I hope he can manage.
As we walk from the house to the orchard, I hear Eve talking about how hurt she is that Sarah has forgotten how close they were when they were little. If their relationship is anything like her mother and aunt’s,
I can’t imagine they were that close at all. She’d probably seen her two or three times in their entire lives.
I hear Sheriff asking Joshua if he wants to set his mom down and rest a little.
He says no.
I know that Sheriff is the one who wants to take a break.
Next, he asks Joshua if he wants someone to ask the media to leave.
“We’ll be done before you can do that.”
We encircle the space where grass leads up to a rectangular space neatly cut into the black soil.
Joshua and Sheriff gently lower her on to a trestle, while Sarah brings two shovels; one’s a square edge, the other rounded.
“Like I said,” Joshua starts, looking around, “never done this before.
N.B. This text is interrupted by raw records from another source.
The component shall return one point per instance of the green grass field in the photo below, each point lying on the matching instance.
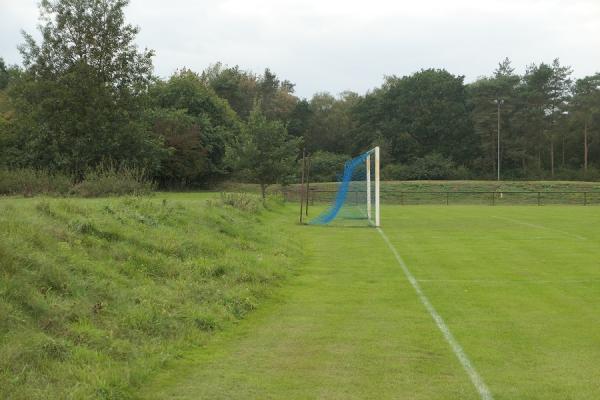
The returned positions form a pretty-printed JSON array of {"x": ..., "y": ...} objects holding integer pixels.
[
  {"x": 518, "y": 287},
  {"x": 181, "y": 296}
]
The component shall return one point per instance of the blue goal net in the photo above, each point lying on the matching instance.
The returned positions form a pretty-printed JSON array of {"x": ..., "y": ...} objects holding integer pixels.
[{"x": 355, "y": 200}]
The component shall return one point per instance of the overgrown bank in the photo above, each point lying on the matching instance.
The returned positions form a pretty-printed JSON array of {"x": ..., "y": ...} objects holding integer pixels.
[{"x": 97, "y": 295}]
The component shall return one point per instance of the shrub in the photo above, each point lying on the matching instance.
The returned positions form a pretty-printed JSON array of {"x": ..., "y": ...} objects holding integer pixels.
[
  {"x": 431, "y": 167},
  {"x": 112, "y": 181}
]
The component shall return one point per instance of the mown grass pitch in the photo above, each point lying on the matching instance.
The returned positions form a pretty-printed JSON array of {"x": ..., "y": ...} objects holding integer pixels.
[{"x": 518, "y": 287}]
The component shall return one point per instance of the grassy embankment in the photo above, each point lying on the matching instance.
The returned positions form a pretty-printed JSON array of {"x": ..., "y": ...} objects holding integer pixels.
[{"x": 98, "y": 295}]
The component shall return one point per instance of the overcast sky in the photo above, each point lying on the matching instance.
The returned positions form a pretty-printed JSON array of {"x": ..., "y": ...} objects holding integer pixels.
[{"x": 337, "y": 45}]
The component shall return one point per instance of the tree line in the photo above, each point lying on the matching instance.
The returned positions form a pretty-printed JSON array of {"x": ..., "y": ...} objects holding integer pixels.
[{"x": 86, "y": 95}]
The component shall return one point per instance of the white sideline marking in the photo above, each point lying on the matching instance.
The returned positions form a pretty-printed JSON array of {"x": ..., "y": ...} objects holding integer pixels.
[
  {"x": 481, "y": 387},
  {"x": 516, "y": 221}
]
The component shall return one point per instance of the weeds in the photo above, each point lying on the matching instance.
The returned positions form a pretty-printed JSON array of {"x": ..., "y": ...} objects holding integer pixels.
[{"x": 96, "y": 296}]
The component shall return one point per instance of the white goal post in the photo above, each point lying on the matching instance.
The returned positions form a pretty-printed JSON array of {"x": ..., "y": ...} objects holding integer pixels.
[{"x": 370, "y": 211}]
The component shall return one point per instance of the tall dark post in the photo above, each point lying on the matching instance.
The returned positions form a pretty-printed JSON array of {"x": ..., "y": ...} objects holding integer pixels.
[
  {"x": 307, "y": 183},
  {"x": 302, "y": 184}
]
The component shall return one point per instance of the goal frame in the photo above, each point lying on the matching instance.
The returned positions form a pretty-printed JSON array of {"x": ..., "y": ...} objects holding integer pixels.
[{"x": 374, "y": 153}]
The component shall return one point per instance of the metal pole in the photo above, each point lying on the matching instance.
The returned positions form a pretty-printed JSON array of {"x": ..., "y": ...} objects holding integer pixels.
[
  {"x": 499, "y": 103},
  {"x": 302, "y": 184},
  {"x": 307, "y": 183}
]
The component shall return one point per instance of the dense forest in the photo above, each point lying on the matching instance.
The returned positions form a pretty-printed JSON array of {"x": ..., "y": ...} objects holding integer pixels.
[{"x": 86, "y": 95}]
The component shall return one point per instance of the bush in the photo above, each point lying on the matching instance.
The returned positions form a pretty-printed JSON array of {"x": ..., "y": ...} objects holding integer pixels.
[
  {"x": 112, "y": 181},
  {"x": 30, "y": 182},
  {"x": 431, "y": 167}
]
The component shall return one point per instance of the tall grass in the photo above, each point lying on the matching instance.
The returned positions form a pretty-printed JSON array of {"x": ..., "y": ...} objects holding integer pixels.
[
  {"x": 98, "y": 295},
  {"x": 108, "y": 180},
  {"x": 30, "y": 182}
]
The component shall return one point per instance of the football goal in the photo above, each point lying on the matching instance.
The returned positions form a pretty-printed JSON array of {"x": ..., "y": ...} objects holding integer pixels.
[{"x": 357, "y": 195}]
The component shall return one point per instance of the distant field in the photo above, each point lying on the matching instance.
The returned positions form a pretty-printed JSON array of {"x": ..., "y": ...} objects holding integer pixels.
[
  {"x": 486, "y": 186},
  {"x": 182, "y": 296},
  {"x": 518, "y": 288},
  {"x": 468, "y": 192}
]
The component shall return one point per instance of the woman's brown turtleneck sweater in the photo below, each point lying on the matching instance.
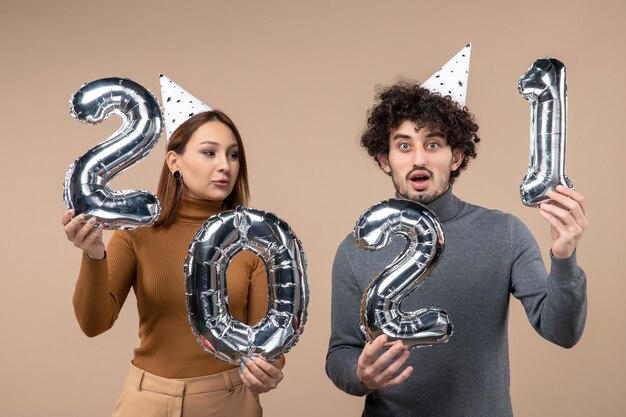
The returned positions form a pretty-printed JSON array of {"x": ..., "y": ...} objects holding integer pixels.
[{"x": 151, "y": 262}]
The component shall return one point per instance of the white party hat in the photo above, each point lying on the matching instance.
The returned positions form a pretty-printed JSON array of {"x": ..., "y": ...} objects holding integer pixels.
[
  {"x": 178, "y": 105},
  {"x": 451, "y": 79}
]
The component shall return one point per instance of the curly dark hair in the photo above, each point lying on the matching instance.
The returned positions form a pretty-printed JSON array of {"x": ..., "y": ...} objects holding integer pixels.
[{"x": 408, "y": 101}]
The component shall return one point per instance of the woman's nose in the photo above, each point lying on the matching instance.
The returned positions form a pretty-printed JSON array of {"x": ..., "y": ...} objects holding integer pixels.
[{"x": 223, "y": 164}]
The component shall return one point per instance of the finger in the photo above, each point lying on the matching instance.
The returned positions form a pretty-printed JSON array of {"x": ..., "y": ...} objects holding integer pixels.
[
  {"x": 259, "y": 373},
  {"x": 403, "y": 376},
  {"x": 390, "y": 355},
  {"x": 370, "y": 350},
  {"x": 88, "y": 227},
  {"x": 396, "y": 363},
  {"x": 252, "y": 381},
  {"x": 269, "y": 368},
  {"x": 571, "y": 199},
  {"x": 245, "y": 379},
  {"x": 74, "y": 225},
  {"x": 67, "y": 216}
]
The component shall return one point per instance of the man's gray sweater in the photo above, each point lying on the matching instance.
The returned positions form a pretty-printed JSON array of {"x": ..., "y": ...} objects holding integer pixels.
[{"x": 488, "y": 255}]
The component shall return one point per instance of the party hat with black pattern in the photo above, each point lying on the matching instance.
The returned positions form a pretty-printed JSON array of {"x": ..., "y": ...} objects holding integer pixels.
[
  {"x": 178, "y": 105},
  {"x": 451, "y": 79}
]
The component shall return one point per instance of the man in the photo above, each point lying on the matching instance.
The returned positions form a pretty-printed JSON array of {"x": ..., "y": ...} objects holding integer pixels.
[{"x": 423, "y": 141}]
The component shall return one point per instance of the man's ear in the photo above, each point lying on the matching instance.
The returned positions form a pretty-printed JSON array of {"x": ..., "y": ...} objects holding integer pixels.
[
  {"x": 457, "y": 159},
  {"x": 171, "y": 160},
  {"x": 383, "y": 160}
]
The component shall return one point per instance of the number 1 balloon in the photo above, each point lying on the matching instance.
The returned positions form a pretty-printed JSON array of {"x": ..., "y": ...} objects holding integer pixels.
[
  {"x": 86, "y": 187},
  {"x": 544, "y": 86},
  {"x": 219, "y": 239},
  {"x": 381, "y": 304}
]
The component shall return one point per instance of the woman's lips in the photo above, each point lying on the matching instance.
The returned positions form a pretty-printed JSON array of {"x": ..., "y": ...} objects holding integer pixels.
[{"x": 221, "y": 183}]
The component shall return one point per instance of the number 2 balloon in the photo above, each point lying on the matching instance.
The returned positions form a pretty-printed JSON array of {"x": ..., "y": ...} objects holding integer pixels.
[
  {"x": 381, "y": 304},
  {"x": 86, "y": 187}
]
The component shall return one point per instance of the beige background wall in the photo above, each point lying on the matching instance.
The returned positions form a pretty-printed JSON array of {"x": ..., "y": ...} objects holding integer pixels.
[{"x": 298, "y": 77}]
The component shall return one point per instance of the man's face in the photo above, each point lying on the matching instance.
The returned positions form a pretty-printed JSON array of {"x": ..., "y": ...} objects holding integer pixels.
[{"x": 419, "y": 162}]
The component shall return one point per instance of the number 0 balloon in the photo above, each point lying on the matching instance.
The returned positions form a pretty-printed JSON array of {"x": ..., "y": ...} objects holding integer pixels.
[
  {"x": 544, "y": 86},
  {"x": 86, "y": 187},
  {"x": 381, "y": 304},
  {"x": 215, "y": 244}
]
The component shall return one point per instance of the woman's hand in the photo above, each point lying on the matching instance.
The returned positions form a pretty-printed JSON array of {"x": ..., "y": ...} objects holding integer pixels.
[
  {"x": 84, "y": 233},
  {"x": 259, "y": 375}
]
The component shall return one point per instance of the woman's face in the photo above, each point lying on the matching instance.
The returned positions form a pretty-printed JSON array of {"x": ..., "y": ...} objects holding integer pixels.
[{"x": 209, "y": 166}]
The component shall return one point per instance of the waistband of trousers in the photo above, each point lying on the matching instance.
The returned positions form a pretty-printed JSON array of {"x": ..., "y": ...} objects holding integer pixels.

I know it’s what my mom would have wanted. I mean, she would have liked to actually be buried here, but she’ll still be able to be part of the earth. Just not here.”
My eyes meet Ruth’s. Tears streak from her mascara-free eyes.
Joshua soldiers on. “We loved our mom. We will never forgive our father. When he is caught, I hope he gets the death penalty. He was garbage.”
Sarah touches her brother’s shoulder and he stops. He looks at her and she grips his hand.
“No one is perfect,” she says. “Mom was close to it. She was always there when we needed something or when we were sick. Dad pretty much kept us away from her as much as he could. I won’t say more. Everyone’s said enough.”
“Can I speak?”
It’s Ruth.
Brother and sister step back to give her room.